Themes and Meanings
Last Updated on May 5, 2015, by eNotes Editorial. Word Count: 484
Even though “To Marguerite—Continued” is a lyric poem rooted in its own age, it shows strong influences of the Latin literature that Arnold knew from his studies. The most important verbal parallels are from an ode by Horace; Arnold’s word “estranging” probably came from a translation of an ode made by a famous Latin master he knew. The ocean for Horace only divided him from a friend for a time, whereas the estrangement of Arnold’s ocean is a permanent feature of life. Similarly, Arnold’s isolation is not that of Ortis, a rather Byronic and romantic outlaw figure whose letters are mentioned in the poem’s first title.
Some critics have thought the poem reflects Arnold’s lifelong criticism of English culture for being isolated from enlightened European thought, but even though this idea is strongly present in “Dover Beach” (1867), Arnold’s other major poem about isolation, it is no more than a suggestion here.
The poem is not about simple estrangement, but rather a range of estrangements. Certainly, the poem emphasizes the impossibility of love, including sexual love. Arnold regarded it as one of his “Switzerland” poems, which tell a story of explicitly sexual love that seems to be thwarted by Arnold’s hesitations and inhibitions. The bits of communication that are able to occur in stanza 2 consist of nightingales’ songs on a conventionally romantic spring night.
Readers probably respond to this poem for its extravagance. It speaks of longings that come from the heart’s deepest recesses; it unites sexual yearnings with all hopes for intimate knowledge of other people. The word “divinely” may suggest religious yearnings as well. In all cases, the source of unhappiness is located in the sea, not the islands: If it were not for a power outside the individual, that individual might be free.

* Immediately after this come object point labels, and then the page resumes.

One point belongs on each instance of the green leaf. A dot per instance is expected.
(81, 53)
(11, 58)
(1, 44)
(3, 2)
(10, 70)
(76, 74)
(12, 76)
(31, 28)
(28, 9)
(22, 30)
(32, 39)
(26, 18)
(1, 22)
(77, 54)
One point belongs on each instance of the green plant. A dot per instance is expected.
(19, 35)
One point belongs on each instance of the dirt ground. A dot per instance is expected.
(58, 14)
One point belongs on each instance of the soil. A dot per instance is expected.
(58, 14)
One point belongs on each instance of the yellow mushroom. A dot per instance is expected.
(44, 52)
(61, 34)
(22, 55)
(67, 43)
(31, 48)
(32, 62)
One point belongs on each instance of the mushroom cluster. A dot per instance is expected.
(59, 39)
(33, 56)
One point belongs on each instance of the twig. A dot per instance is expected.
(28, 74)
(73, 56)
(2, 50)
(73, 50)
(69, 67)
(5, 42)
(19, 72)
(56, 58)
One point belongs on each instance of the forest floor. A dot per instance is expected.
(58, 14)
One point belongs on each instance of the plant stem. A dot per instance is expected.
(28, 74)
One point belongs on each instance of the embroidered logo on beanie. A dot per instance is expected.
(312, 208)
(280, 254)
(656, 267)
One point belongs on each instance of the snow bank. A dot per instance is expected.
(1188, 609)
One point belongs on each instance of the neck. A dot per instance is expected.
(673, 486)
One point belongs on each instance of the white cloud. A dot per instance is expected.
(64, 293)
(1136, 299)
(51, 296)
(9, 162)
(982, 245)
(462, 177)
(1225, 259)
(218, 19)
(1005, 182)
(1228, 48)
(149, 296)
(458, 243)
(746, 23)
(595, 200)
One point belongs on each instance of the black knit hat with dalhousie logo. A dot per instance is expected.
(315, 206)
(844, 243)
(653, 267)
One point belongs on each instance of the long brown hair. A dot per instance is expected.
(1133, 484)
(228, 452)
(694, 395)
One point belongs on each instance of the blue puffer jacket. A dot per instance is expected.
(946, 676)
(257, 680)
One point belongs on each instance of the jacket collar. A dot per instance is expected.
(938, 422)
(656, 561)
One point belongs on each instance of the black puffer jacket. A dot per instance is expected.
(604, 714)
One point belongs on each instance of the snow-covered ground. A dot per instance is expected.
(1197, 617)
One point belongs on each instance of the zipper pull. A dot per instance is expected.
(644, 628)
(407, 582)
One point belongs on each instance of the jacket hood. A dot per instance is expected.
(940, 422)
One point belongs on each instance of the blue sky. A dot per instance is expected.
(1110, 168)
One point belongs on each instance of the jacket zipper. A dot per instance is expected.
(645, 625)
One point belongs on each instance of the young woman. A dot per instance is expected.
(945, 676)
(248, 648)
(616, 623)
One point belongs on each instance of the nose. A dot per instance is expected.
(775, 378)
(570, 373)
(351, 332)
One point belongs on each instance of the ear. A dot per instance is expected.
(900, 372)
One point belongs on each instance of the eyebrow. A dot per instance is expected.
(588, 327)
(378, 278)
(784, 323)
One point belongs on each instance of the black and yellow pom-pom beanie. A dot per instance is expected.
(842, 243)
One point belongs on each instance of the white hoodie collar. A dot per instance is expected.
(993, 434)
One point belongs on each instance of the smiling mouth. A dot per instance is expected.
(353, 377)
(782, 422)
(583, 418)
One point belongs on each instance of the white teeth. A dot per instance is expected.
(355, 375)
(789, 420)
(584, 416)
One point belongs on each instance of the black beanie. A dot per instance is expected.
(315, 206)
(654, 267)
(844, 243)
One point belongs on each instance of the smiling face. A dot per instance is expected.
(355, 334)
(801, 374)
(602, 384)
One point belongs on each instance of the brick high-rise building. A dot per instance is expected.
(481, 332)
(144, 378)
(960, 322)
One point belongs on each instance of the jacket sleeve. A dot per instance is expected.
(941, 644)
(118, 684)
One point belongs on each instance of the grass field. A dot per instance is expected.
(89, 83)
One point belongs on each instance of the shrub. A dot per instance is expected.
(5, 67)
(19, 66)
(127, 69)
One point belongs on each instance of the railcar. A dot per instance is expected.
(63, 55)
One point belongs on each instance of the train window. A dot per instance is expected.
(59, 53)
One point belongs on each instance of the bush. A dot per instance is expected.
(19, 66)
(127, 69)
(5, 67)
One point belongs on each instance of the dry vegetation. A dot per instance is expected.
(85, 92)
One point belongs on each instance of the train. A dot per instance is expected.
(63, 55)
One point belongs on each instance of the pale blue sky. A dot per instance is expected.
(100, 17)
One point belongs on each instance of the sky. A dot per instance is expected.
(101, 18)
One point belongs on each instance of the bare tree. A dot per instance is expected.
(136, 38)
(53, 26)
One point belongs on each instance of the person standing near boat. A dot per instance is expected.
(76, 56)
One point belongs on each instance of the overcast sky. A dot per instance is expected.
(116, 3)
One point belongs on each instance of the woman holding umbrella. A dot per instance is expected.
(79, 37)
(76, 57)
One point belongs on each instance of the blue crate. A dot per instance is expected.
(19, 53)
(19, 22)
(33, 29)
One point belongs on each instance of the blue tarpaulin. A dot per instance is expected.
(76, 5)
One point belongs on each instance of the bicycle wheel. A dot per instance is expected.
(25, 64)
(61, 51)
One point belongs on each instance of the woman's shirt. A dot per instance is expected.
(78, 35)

Arnold’s central metaphor should be contrasted with the famous passage from John Donne’s Devotions upon Emergent Occasions (1624): “No man is an Iland, intire of it selfe; every man is a peece of the Continent, a part of the maine.” Against a background of Anglican ritual, Donne says that all men and women are joined in the human condition and stresses the illusion of self-sufficiency.
Two hundred years later, Arnold was a voice of a new generation. The Church of England had been weakened by dissent and by doubt (in “Dover Beach” the “Sea of Faith” is ebbing). Moreover, such forces as the industrialization of central England and the speed of the passenger train had begun to tear apart the social fabric of the old order. People were becoming more isolated; many Victorian sages noted that fact. Arnold’s poem not only is a poem about immature love and human isolation but also is a response to the beginnings of a recognizably modern world. This poem is one of the nineteenth century’s most eloquent evocations of this theme.